This January, the Center for Curatorial Leadership (CCL) welcomed its twelfth class of Fellows to New York City for the beginning of their five-month Fellowship. Over the two-week intensive, they received instruction from Columbia Business School professors and met with leaders in the field, delving into different approaches to leadership in the cultural sector.

Fellows joined the cohort from a wide range of institutions, including university art museums, contemporary art spaces, regional art centers, and both culturally-specific and encyclopedic institutions. The diversity of institutional type informed and enriched conversations over the two weeks on a range of issues, including the social responsibility of institutions, collection building, and inclusive audience engagement. Fellows foregrounded the range of issues in discussions with museum directors, heads of foundations, fellow curators, collectors, and trustees, their varying institutional contexts providing a range of approaches to understanding leadership in addressing issues facing the field. The Columbia Business School curriculum, developed each year in concert with CCL to be responsive to current topics in the field, provided instruction in responsible leadership and moral governance, leading change, managerial accounting, negotiations, and organizational alignment, among other topics. Self-knowledge and reflection is an important theme in the January portion of the Fellowship, and coursework allowed the Fellows to better understand their own modes of leadership. 

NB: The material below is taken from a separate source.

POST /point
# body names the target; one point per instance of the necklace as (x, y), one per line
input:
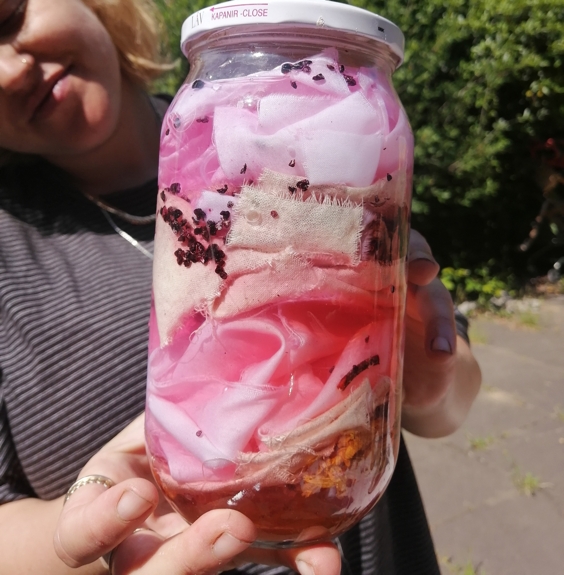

Following the conclusion of the CCL Fellowship January intensive, Fellows returned to their home institutions where they continue work on their Diversity Mentoring Initiatives and Organizational Impact Plans, and will complete week-long residencies with museum directors around the country. The Fellows will reconvene in May for the concluding week of the CCL Fellowship program to share their progress and build upon the conversations that began in January.